La non applicazione delle sanzioni tributarie per obiettiva incertezza normativa è riscontrabile nelle seguenti disposizioni di legge:

  • art. 8, D. Lgs. 546/1992 “La commissione tributaria dichiara non applicabili le sanzioni non penali previste dalle leggi tributarie quando la violazione è giustificata da obiettive condizioni di incertezza”;
  • art. 6, c. 2, D. Lgs. 472/1997 “Non è punibile l’autore della violazione quando essa è determinata da obiettive condizioni di incertezza”;
  • art. 15, Dlgs 74/2020 “Non danno luogo a fatti punibili ai sensi del presente decreto le violazioni di norme tributarie dipendenti da obiettive condizioni di incertezza”;
  • art. 10, c. 3, L. 212/1990 “Le sanzioni non sono comunque irrogate quando la violazione dipende da obiettive condizioni di incertezza sulla portata e sull’ambito di applicazione della norma tributaria”.

Ed è proprio riferendosi a tale ultima norma (Statuto dei diritti del contribuente) che, in passato, autorevole dottrina ha affermato come, tra i diversi fattori determinanti per ottenere la disapplicazione delle sanzioni causa incertezza normativa, si annovera la formazione di giudizi contrastanti, specie se sia stata sollevata una questione di legittimità costituzionale.
La Corte di Cassazione (sentenza 28.01.2021, n. 1893) ha tuttavia recentemente stabilito che questa discordanza non può scaturire da 2 sole pronunce di merito le quali, secondo la Corte, non possono certamente assurgere a espressione di orientamenti giurisprudenziali.
La verifica della sussistenza dell’incertezza interpretativa può essere operata solo a seguito di esplicita richiesta del contribuente, esclusivamente dal giudice tributario, unico soggetto a cui è attribuito il potere e di conseguenza il dovere di accertare la ragionevolezza di un’interpretazione.
Si evidenzia che, secondo una ormai consolidata opinione comune maturata negli anni in seno alla giurisprudenza ed alla dottrina, c.d. diritto vivente, il contribuente ha inoltre l’onere di provare quali elementi (contenuto, oggetto, destinatari) giustificano l’esenzione per incertezza normativa.
In generale, dunque, l’Amministrazione Finanziaria deve emettere i propri atti impositivi provvedendo alla quantificazione delle sanzioni.

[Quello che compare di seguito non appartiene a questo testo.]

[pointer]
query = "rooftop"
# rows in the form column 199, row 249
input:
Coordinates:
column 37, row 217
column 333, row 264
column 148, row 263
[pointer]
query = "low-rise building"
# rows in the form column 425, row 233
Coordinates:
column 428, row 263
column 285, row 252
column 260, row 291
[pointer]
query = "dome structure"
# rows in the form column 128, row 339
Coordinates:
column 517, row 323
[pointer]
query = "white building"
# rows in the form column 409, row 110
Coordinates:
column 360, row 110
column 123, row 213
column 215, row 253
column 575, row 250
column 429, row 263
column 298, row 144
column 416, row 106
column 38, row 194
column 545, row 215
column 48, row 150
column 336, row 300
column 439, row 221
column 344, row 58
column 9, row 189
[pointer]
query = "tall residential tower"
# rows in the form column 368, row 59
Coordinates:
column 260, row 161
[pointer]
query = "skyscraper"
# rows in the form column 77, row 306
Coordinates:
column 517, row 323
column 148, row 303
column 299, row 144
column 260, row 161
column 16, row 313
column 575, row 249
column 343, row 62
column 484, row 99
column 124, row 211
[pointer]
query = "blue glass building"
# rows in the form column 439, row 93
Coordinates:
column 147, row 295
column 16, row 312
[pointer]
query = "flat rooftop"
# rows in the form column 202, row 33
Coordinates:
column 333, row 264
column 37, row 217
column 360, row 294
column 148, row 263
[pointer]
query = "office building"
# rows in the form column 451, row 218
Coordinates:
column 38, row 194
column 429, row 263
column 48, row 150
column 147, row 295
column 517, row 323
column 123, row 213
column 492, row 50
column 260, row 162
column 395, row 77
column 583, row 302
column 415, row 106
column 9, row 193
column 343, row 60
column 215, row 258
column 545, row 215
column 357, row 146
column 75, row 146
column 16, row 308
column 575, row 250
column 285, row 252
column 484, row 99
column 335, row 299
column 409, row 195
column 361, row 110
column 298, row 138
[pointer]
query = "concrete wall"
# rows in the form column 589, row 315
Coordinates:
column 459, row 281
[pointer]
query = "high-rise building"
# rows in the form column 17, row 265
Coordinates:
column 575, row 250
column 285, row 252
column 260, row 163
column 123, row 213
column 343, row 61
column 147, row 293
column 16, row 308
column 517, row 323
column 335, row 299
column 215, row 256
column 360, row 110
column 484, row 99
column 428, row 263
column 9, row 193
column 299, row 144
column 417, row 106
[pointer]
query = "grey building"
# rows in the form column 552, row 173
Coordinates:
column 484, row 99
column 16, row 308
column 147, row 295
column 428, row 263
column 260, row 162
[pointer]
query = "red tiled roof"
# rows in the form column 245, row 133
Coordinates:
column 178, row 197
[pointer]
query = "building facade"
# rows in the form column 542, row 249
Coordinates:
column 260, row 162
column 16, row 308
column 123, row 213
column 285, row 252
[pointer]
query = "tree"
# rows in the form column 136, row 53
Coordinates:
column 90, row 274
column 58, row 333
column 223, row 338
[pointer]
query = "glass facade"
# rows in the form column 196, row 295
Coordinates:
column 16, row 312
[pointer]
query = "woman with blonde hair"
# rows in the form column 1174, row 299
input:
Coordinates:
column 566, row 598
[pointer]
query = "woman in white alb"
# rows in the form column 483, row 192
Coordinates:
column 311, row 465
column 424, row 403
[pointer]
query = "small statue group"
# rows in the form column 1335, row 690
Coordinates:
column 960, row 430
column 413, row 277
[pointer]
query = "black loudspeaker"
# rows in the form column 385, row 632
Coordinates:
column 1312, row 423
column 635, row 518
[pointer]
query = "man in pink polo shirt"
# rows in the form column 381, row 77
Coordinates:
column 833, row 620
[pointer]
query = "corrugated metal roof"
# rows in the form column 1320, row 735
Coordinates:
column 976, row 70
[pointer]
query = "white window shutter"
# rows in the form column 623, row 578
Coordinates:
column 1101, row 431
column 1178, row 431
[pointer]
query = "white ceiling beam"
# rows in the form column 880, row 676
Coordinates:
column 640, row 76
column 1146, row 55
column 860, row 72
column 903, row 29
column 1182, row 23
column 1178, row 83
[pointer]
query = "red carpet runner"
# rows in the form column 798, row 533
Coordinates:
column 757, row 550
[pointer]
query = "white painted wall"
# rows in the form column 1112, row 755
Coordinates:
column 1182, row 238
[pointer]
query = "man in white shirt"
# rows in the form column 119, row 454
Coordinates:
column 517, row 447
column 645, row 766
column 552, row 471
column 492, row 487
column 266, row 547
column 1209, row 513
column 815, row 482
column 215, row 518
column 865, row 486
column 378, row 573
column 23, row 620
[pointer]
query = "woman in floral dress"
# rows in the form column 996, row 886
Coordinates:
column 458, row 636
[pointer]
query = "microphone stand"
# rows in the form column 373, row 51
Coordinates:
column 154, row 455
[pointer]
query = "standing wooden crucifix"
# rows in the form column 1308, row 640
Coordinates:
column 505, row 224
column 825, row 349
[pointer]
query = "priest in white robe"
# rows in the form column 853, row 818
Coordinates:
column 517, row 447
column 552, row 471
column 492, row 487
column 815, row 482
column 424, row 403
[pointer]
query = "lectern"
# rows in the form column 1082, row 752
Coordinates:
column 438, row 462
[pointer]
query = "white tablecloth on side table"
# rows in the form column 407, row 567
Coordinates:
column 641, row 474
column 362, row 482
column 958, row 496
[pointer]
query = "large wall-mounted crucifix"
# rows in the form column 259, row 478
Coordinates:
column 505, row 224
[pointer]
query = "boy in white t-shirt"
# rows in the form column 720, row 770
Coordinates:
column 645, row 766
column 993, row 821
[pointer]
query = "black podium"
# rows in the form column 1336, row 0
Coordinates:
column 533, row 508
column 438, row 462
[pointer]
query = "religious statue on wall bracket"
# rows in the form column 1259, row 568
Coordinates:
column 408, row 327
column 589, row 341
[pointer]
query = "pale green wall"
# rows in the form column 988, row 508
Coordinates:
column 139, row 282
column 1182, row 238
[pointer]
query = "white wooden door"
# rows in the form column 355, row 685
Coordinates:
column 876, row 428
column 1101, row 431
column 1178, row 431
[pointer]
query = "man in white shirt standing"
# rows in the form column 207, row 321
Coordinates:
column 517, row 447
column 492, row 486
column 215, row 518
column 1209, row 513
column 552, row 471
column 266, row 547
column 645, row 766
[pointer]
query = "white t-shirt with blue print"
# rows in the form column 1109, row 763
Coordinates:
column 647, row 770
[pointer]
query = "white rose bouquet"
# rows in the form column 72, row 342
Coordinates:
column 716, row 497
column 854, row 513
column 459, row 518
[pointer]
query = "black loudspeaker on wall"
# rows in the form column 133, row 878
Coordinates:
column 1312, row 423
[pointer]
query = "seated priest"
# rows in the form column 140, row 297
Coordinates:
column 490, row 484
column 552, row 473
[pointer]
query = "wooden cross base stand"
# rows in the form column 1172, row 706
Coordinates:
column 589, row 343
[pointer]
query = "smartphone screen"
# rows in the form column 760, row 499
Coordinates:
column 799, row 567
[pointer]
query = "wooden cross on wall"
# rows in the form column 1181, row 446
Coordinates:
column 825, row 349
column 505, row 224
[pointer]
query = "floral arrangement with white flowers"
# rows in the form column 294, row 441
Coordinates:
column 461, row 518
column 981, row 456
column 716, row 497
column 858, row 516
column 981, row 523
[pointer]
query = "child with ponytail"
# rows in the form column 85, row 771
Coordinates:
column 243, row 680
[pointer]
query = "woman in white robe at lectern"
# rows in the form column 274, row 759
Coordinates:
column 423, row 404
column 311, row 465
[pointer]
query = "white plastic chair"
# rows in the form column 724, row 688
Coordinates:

Un’eccezione, confermata dalla sentenza della Cassazione 29.10.2021, n. 29112, come peraltro già enunciato in precedenza sempre dai giudici di legittimità con sentenza 07.04.2017, n. 9094, è rappresentata dal caso in cui i soci di una società di capitali ormai cancellata dal Registro delle Imprese, siano destinatari di un avviso di accertamento. Nella fattispecie l’estinzione della società determina ex lege (art. 8, D. Lgs 472/1997: “L’obbligazione al pagamento della sanzione non si trasmette agli eredi”) l’equiparazione della figura dei soci a quella degli eredi, pertanto con l’ emissione di un atto impositivo privo del calcolo di quelle sanzioni che avrebbero dovuto essere irrogate in capo alla società, ormai chiusa, per le irregolarità alla stessa contestate.
Si evidenzia infine che nessuna sanzione potrebbe/dovrebbe essere automaticamente applicata anche per quelle violazioni da considerare meramente formali, ossia che non hanno arrecato alcun pregiudizio all’attività accertativa degli uffici o causato un danno erariale.
A titolo esemplificativo: l’omessa/irregolare applicazione del reverse charge, l’esibizione tardiva delle scritture contabili ai verificatori, la mancata tenuta, da parte di un sodalizio sportivo dilettantistico costituito sotto forma di società di capitali, del prospetto ex DM 11 febbraio 1997.
Anche in tema di sanzioni, l’uso del condizionale è sempre d’obbligo. Decisamente complicata l’interpretazione delle norme, nonché il collegamento tra le varie disposizioni sparse qua e là.